Current vision-language models (VLMs) exhibit limited capability in functional reasoning—such as grasp point identification, placement region localization, and traversable space detection—due to the absence of fine-grained object and spatial affordance annotations. To address this, we introduce RoboAfford++, the first million-scale, robot-centric vision-language question-answering dataset explicitly designed for manipulation and navigation tasks. It systematically covers three functional semantic categories: object attributes, manipulable regions, and traversable spaces. We further propose RoboAfford-Eval, a dedicated benchmark for evaluating functional reasoning. Data are synthetically generated using generative AI, and VLMs are fine-tuned via multi-task question answering. Experiments demonstrate that state-of-the-art VLMs suffer from significant bottlenecks on functional reasoning tasks; however, fine-tuning on RoboAfford++ yields an average performance gain of 23.6% across all three tasks, empirically validating the critical role of fine-grained affordance data in enhancing VLMs’ functional understanding.
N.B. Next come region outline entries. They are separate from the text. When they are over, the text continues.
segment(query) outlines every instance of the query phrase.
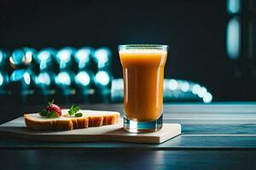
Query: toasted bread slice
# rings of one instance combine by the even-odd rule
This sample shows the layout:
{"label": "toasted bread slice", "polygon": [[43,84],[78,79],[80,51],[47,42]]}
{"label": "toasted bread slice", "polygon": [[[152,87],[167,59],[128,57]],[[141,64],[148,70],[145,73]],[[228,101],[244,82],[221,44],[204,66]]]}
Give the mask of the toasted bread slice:
{"label": "toasted bread slice", "polygon": [[116,111],[81,110],[81,117],[70,116],[67,111],[62,110],[62,116],[56,118],[44,117],[39,113],[25,114],[25,122],[28,128],[33,130],[71,130],[115,124],[119,117]]}

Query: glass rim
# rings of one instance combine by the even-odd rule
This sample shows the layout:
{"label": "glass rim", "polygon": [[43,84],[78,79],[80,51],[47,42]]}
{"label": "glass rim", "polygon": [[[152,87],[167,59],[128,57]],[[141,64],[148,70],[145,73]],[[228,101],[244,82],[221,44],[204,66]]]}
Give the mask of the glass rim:
{"label": "glass rim", "polygon": [[164,44],[121,44],[118,46],[119,50],[122,49],[167,49],[168,45]]}

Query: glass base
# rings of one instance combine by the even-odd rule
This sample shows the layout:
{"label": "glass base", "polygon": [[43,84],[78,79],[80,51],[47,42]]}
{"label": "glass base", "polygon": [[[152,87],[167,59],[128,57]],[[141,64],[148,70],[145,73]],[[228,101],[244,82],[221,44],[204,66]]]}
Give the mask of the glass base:
{"label": "glass base", "polygon": [[129,133],[153,133],[163,127],[163,115],[153,122],[131,121],[124,116],[124,129]]}

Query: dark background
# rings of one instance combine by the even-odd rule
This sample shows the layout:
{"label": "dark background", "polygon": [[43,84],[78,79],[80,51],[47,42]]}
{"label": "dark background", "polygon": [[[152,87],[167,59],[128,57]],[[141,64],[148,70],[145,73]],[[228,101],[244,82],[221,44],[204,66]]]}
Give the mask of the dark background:
{"label": "dark background", "polygon": [[252,101],[254,7],[253,1],[242,1],[235,14],[241,26],[236,60],[226,54],[227,24],[234,14],[227,12],[224,0],[2,0],[0,48],[106,46],[113,51],[112,70],[118,78],[122,76],[118,44],[168,44],[166,78],[199,82],[213,101]]}

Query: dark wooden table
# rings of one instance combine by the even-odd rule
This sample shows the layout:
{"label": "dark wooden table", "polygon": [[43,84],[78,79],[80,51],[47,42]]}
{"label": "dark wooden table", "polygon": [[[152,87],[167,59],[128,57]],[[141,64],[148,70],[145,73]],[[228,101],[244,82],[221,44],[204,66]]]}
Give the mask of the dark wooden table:
{"label": "dark wooden table", "polygon": [[[122,105],[81,105],[123,112]],[[65,105],[63,106],[65,107]],[[42,105],[1,107],[1,122]],[[166,105],[182,135],[160,144],[39,143],[0,137],[0,169],[255,169],[256,103]]]}

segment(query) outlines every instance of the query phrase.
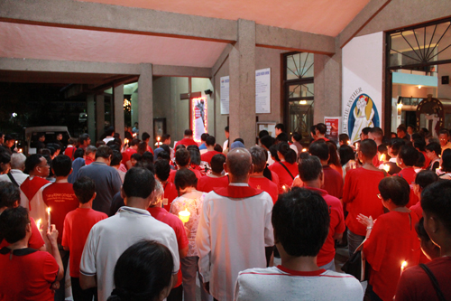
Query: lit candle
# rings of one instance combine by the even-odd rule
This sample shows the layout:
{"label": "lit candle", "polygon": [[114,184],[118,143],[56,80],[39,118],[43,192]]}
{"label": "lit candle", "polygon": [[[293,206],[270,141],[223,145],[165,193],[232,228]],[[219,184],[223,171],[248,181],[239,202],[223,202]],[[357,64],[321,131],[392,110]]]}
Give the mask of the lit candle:
{"label": "lit candle", "polygon": [[404,268],[407,267],[407,261],[402,261],[402,264],[400,265],[400,274],[402,275],[402,272],[404,271]]}
{"label": "lit candle", "polygon": [[191,213],[185,208],[184,211],[179,212],[179,219],[183,222],[188,222],[188,221],[189,221],[189,215],[191,215]]}
{"label": "lit candle", "polygon": [[47,215],[48,215],[47,225],[48,225],[49,229],[51,229],[51,207],[47,207]]}

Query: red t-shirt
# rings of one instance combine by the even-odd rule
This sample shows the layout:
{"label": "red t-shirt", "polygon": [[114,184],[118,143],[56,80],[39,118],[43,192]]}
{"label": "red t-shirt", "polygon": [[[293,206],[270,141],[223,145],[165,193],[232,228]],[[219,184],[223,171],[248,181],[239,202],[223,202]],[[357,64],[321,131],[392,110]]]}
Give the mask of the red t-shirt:
{"label": "red t-shirt", "polygon": [[228,186],[228,176],[221,177],[204,175],[198,182],[198,190],[199,192],[209,193],[215,187]]}
{"label": "red t-shirt", "polygon": [[382,300],[393,299],[402,262],[407,261],[408,267],[419,264],[419,241],[415,231],[418,221],[417,215],[411,212],[382,214],[364,244],[364,253],[372,267],[369,284]]}
{"label": "red t-shirt", "polygon": [[274,182],[274,183],[277,185],[278,190],[281,189],[281,181],[279,181],[279,175],[277,175],[277,174],[274,173],[273,171],[272,171],[271,169],[270,169],[270,172],[271,172],[272,181]]}
{"label": "red t-shirt", "polygon": [[274,182],[268,180],[264,176],[258,178],[251,176],[249,178],[249,186],[265,191],[271,195],[272,202],[276,203],[277,198],[279,197],[279,188]]}
{"label": "red t-shirt", "polygon": [[[7,250],[7,249],[6,249]],[[0,300],[53,301],[60,267],[49,253],[21,249],[0,254]]]}
{"label": "red t-shirt", "polygon": [[380,165],[382,165],[383,162],[382,161],[379,161],[379,153],[377,153],[376,155],[374,155],[374,157],[373,158],[373,165],[374,166],[379,166]]}
{"label": "red t-shirt", "polygon": [[[284,165],[288,168],[291,175],[287,172],[287,170],[281,165]],[[298,164],[288,162],[275,162],[268,167],[272,172],[274,172],[279,176],[279,193],[283,193],[283,186],[286,188],[291,187],[293,184],[293,179],[298,175]]]}
{"label": "red t-shirt", "polygon": [[204,154],[200,155],[200,160],[202,160],[204,162],[208,162],[208,164],[210,164],[211,163],[211,158],[215,155],[219,155],[219,154],[222,154],[222,153],[219,153],[219,152],[216,152],[216,151],[208,151],[207,153],[204,153]]}
{"label": "red t-shirt", "polygon": [[426,155],[426,152],[420,152],[424,155],[424,165],[423,169],[428,168],[428,166],[430,165],[430,159]]}
{"label": "red t-shirt", "polygon": [[78,200],[75,196],[70,183],[54,183],[42,191],[44,202],[51,207],[51,221],[58,230],[58,243],[61,243],[66,214],[78,207]]}
{"label": "red t-shirt", "polygon": [[421,202],[417,202],[415,205],[409,207],[412,212],[417,214],[419,221],[423,217],[423,208],[421,208]]}
{"label": "red t-shirt", "polygon": [[340,200],[335,196],[327,194],[327,192],[325,190],[312,187],[306,188],[321,194],[324,201],[326,201],[327,207],[329,207],[329,233],[327,234],[327,238],[326,239],[326,241],[324,242],[324,245],[319,250],[317,258],[317,264],[318,267],[321,267],[332,261],[336,256],[336,241],[334,240],[334,235],[336,233],[343,233],[345,232],[345,230],[346,230],[346,226],[345,225],[345,216],[343,214],[343,205]]}
{"label": "red t-shirt", "polygon": [[[198,181],[199,181],[200,178],[202,177],[202,174],[200,174],[200,172],[198,170],[197,170],[197,169],[192,169],[192,168],[189,168],[189,170],[191,172],[193,172],[194,174],[196,174],[196,177],[198,178]],[[175,174],[177,174],[177,170],[171,169],[170,173],[170,176],[168,178],[168,182],[174,183]]]}
{"label": "red t-shirt", "polygon": [[174,149],[179,145],[189,146],[198,146],[198,143],[191,138],[183,138],[175,144]]}
{"label": "red t-shirt", "polygon": [[[178,216],[168,212],[164,208],[149,207],[147,208],[147,211],[155,220],[164,222],[174,230],[175,236],[177,237],[177,244],[179,245],[179,249],[182,249],[188,247],[189,241],[187,231],[185,230],[183,222],[180,221],[180,219],[179,219]],[[179,273],[177,274],[177,284],[174,286],[174,287],[180,286],[181,282],[181,268],[179,268]]]}
{"label": "red t-shirt", "polygon": [[85,158],[85,165],[89,165],[91,163],[93,163],[94,161],[96,161],[96,159],[93,159],[89,156],[87,156]]}
{"label": "red t-shirt", "polygon": [[133,149],[132,147],[128,147],[127,149],[125,149],[125,151],[122,153],[122,164],[124,165],[125,167],[127,167],[126,163],[130,161],[130,157],[132,156],[132,155],[136,153],[136,150]]}
{"label": "red t-shirt", "polygon": [[170,182],[166,182],[163,184],[163,189],[164,189],[164,199],[168,199],[167,205],[164,204],[166,202],[164,202],[163,200],[163,206],[164,209],[166,209],[169,212],[170,210],[170,204],[172,203],[172,201],[174,201],[174,199],[179,196],[179,193],[177,193],[175,184]]}
{"label": "red t-shirt", "polygon": [[415,183],[417,173],[415,172],[415,169],[413,167],[407,167],[393,175],[399,175],[401,178],[405,179],[409,184],[411,184]]}
{"label": "red t-shirt", "polygon": [[77,208],[66,215],[61,244],[70,251],[70,277],[80,277],[80,260],[91,228],[108,216],[90,208]]}
{"label": "red t-shirt", "polygon": [[341,199],[343,197],[343,176],[329,165],[323,166],[323,173],[324,184],[322,188],[328,194]]}
{"label": "red t-shirt", "polygon": [[409,194],[409,203],[406,205],[407,208],[410,208],[411,206],[415,205],[417,202],[419,202],[419,197],[417,194],[415,194],[415,192],[413,190],[413,185],[410,186],[410,193]]}
{"label": "red t-shirt", "polygon": [[342,201],[346,204],[346,210],[349,212],[346,217],[346,226],[353,233],[366,235],[366,227],[357,221],[359,213],[372,216],[373,220],[383,213],[382,202],[377,197],[379,182],[383,177],[383,172],[364,167],[347,171]]}
{"label": "red t-shirt", "polygon": [[[40,249],[41,247],[45,244],[44,240],[42,240],[42,236],[41,236],[41,232],[39,231],[32,217],[30,217],[30,223],[32,224],[32,236],[30,236],[30,240],[28,240],[28,248]],[[9,245],[10,244],[6,241],[6,240],[3,240],[0,242],[0,249]]]}
{"label": "red t-shirt", "polygon": [[77,148],[75,148],[73,146],[68,146],[68,148],[64,150],[64,155],[69,156],[70,160],[74,161],[74,154]]}
{"label": "red t-shirt", "polygon": [[46,179],[42,179],[40,176],[33,176],[31,180],[30,177],[28,177],[25,181],[23,181],[21,185],[21,191],[28,198],[28,201],[30,201],[27,208],[29,211],[32,210],[32,203],[31,202],[32,199],[34,197],[36,193],[39,192],[41,187],[48,184],[49,183],[49,181],[47,181]]}
{"label": "red t-shirt", "polygon": [[[450,271],[451,257],[440,257],[427,263],[438,282],[445,297],[451,296]],[[421,267],[412,267],[404,270],[398,283],[396,301],[404,300],[438,300],[429,277]]]}

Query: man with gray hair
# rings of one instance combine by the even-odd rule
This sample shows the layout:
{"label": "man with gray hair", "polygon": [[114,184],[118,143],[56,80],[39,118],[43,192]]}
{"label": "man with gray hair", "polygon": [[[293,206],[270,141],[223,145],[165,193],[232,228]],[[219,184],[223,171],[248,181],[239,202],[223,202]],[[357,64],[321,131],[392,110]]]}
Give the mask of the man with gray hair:
{"label": "man with gray hair", "polygon": [[272,202],[276,203],[279,196],[279,188],[277,184],[263,175],[266,167],[266,151],[262,146],[252,146],[249,150],[253,159],[253,170],[249,178],[249,186],[256,189],[262,189],[270,193]]}
{"label": "man with gray hair", "polygon": [[266,268],[265,251],[274,245],[272,200],[248,184],[251,154],[242,147],[232,149],[225,169],[230,183],[205,197],[196,237],[204,287],[216,300],[234,298],[241,270]]}
{"label": "man with gray hair", "polygon": [[26,156],[23,154],[13,154],[11,155],[11,171],[9,174],[0,175],[0,181],[12,182],[15,186],[20,187],[23,181],[28,178],[28,174],[23,174],[25,160]]}

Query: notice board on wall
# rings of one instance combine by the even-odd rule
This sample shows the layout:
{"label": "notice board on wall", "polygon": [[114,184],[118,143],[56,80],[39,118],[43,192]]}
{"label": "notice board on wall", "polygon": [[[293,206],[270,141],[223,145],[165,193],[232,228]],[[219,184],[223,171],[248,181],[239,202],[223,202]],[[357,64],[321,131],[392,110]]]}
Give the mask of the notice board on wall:
{"label": "notice board on wall", "polygon": [[255,71],[255,113],[271,113],[271,68]]}
{"label": "notice board on wall", "polygon": [[220,79],[220,94],[221,94],[221,114],[228,114],[229,112],[229,92],[230,92],[230,77],[224,76]]}
{"label": "notice board on wall", "polygon": [[353,38],[343,47],[343,133],[351,144],[364,127],[381,127],[383,33]]}

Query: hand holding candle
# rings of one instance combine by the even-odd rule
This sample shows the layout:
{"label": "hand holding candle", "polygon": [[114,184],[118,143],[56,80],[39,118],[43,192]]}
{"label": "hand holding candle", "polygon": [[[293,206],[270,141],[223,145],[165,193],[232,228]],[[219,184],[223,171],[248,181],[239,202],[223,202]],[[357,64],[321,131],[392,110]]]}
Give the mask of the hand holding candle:
{"label": "hand holding candle", "polygon": [[390,165],[383,165],[383,170],[388,173],[390,171]]}
{"label": "hand holding candle", "polygon": [[191,215],[191,213],[189,213],[189,212],[185,208],[184,211],[179,212],[179,219],[185,223],[189,221],[189,215]]}
{"label": "hand holding candle", "polygon": [[402,275],[402,272],[404,271],[404,268],[407,267],[407,261],[402,261],[402,264],[400,265],[400,274]]}
{"label": "hand holding candle", "polygon": [[47,207],[47,227],[49,229],[51,229],[51,207]]}

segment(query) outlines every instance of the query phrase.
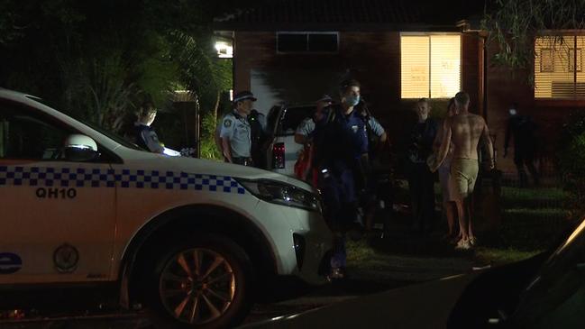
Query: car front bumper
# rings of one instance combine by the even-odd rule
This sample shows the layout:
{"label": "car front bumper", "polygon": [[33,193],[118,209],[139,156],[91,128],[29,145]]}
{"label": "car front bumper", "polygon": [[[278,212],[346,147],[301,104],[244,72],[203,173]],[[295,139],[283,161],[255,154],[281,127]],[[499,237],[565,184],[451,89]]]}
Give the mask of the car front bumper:
{"label": "car front bumper", "polygon": [[296,276],[309,284],[323,284],[333,234],[321,214],[261,201],[263,226],[271,234],[277,274]]}

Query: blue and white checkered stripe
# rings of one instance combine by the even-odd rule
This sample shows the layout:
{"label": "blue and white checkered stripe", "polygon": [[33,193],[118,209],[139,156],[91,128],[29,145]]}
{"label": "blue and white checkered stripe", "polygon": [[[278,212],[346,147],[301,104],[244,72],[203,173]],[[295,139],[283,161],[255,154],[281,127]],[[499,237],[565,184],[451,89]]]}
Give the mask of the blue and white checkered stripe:
{"label": "blue and white checkered stripe", "polygon": [[187,172],[0,166],[0,186],[49,187],[164,188],[244,194],[245,189],[229,176]]}

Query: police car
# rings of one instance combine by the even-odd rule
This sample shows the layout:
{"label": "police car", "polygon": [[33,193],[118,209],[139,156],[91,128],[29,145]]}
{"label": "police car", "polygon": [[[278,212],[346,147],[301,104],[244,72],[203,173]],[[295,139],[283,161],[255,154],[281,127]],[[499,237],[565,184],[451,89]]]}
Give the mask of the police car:
{"label": "police car", "polygon": [[303,182],[146,152],[6,89],[0,205],[0,289],[115,285],[163,327],[236,324],[267,279],[324,282],[331,248]]}

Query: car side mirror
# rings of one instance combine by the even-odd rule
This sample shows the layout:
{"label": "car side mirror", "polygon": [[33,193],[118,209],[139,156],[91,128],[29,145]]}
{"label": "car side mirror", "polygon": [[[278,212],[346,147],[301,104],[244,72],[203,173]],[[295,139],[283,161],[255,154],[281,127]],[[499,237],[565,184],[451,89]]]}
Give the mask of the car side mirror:
{"label": "car side mirror", "polygon": [[65,159],[70,161],[89,161],[99,158],[96,141],[82,134],[71,134],[65,140]]}

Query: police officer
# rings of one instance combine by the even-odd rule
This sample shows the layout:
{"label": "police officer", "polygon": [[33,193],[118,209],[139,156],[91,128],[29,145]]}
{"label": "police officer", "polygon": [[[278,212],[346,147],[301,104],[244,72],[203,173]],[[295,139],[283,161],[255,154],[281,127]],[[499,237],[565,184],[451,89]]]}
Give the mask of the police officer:
{"label": "police officer", "polygon": [[152,122],[154,122],[157,116],[157,109],[154,107],[152,102],[143,102],[136,113],[136,116],[138,117],[138,120],[134,123],[136,143],[142,149],[151,152],[163,153],[165,148],[159,141],[157,133],[151,127],[151,124],[152,124]]}
{"label": "police officer", "polygon": [[314,135],[314,165],[320,171],[318,185],[323,191],[324,215],[335,233],[332,279],[345,275],[344,233],[357,221],[355,179],[368,154],[366,124],[355,108],[360,103],[360,83],[342,82],[340,98],[340,104],[330,106],[324,118],[316,123]]}
{"label": "police officer", "polygon": [[250,123],[246,119],[256,101],[254,95],[242,91],[233,96],[233,111],[222,121],[220,138],[224,157],[227,162],[251,166],[251,136]]}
Robotic manipulation and navigation are fundamental capabilities of embodied intelligence, enabling effective robot interactions with the physical world. Achieving these capabilities requires a cohesive understanding of the environment, including object recognition to localize target objects, object affordances to identify potential interaction areas and spatial affordances to discern optimal areas for both object placement and robot movement. While Vision-Language Models (VLMs) excel at high-level task planning and scene understanding, they often struggle to infer actionable positions for physical interaction, such as functional grasping points and permissible placement regions. This limitation stems from the lack of fine-grained annotations for object and spatial affordances in their training datasets. To tackle this challenge, we introduce RoboAfford++, a generative AI-enhanced dataset for multimodal affordance learning for both robotic manipulation and navigation. Our dataset comprises 869,987 images paired with 2.0 million question answering (QA) annotations, covering three critical tasks: object affordance recognition to identify target objects based on attributes and spatial relationships, object affordance prediction to pinpoint functional parts for manipulation, and spatial affordance localization to identify free space for object placement and robot navigation. Complementing this dataset, we propose RoboAfford-Eval, a comprehensive benchmark for assessing affordance-aware prediction in real-world scenarios, featuring 338 meticulously annotated samples across the same three tasks. Extensive experimental results reveal the deficiencies of existing VLMs in affordance learning, while fine-tuning on the RoboAfford++ dataset significantly enhances their ability to reason about object and spatial affordances, validating the dataset's effectiveness.